If so, your dog may have diabetes. While the exact cause of diabetes is unknown, genetics, autoimmune disease, obesity, chronic pancreatitis, certain medications, and abnormal protein deposits in the pancreas can play a major role in the development of the disease.

The most common form of diabetes in dogs is Type I (insulin-dependent diabetes), which occurs when the pancreas is incapable of producing or secreting adequate levels of insulin, thereby causing high levels of glucose in the blood. For most dogs with Type I diabetes, insulin therapy in the form of insulin injections is essential to not only regulate their blood glucose levels but to ensure their very survival. And so, if your dog is exhibiting the four classic symptoms of diabetes — increased thirst and water intake, increased urination, appetite gain and weight loss – bring him to the vet immediately.

To make a proper diagnosis, your vet will record all of your dog’s clinical signs, perform a physical examination, and collect both blood and urine samples. Treatment will then depend on the severity of his symptoms, the test results, and whether he has any other health issues that could complicate his therapy. Since every dog responds differently to treatment, your dog’s therapy must be tailored to fit him – now and for the rest of his life.

Your dog’s initial insulin dose will be based on his body weight, and adjustments will be made until the optimal dose has been determined. Insulin injections are usually given twice a day — every 12 hours with meals – and your vet will show you how to administer them. And because regular blood glucose checks are critical to monitoring his blood sugar, your vet will help you set up a testing schedule and show you how to perform the tests yourself at home.

Routine is key to successfully caring for your diabetic dog, and along with his insulin therapy, you must strictly manage and maintain his weight through proper diet and exercise. You should feed him twice a day (when he receives his insulin), keep him on a high-fiber diet to help slow down glucose absorption, and, most importantly, avoid giving him any treats high in glucose.

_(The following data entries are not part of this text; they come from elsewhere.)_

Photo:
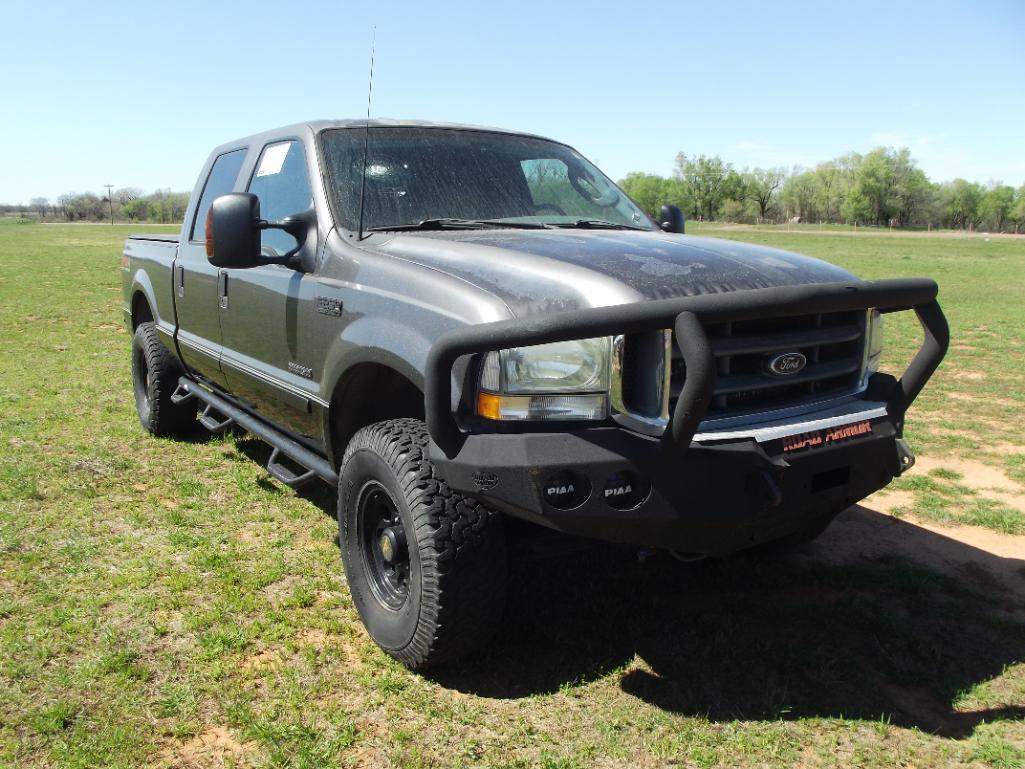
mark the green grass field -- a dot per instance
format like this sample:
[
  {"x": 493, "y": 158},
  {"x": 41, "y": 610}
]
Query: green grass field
[{"x": 165, "y": 603}]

Because exercise can help avoid high blood sugar levels and may improve the insulin’s absorption into his system, provide your dog with steady, moderate-intensity activities. Too much or too strenuous exercise can cause his glucose levels to become dangerously low, resulting in hypoglycemia. Hypoglycemia can also occur when your dog’s had too much insulin or if he didn’t eat when he received his regular insulin injection. To be prepared for just such an emergency, ensure that either glucose powder or a glucose solution is always within reach.

Although diabetes is a lifelong condition without a cure, it can be managed effectively, keeping your beloved dog healthy and happy for as long as paws-ible.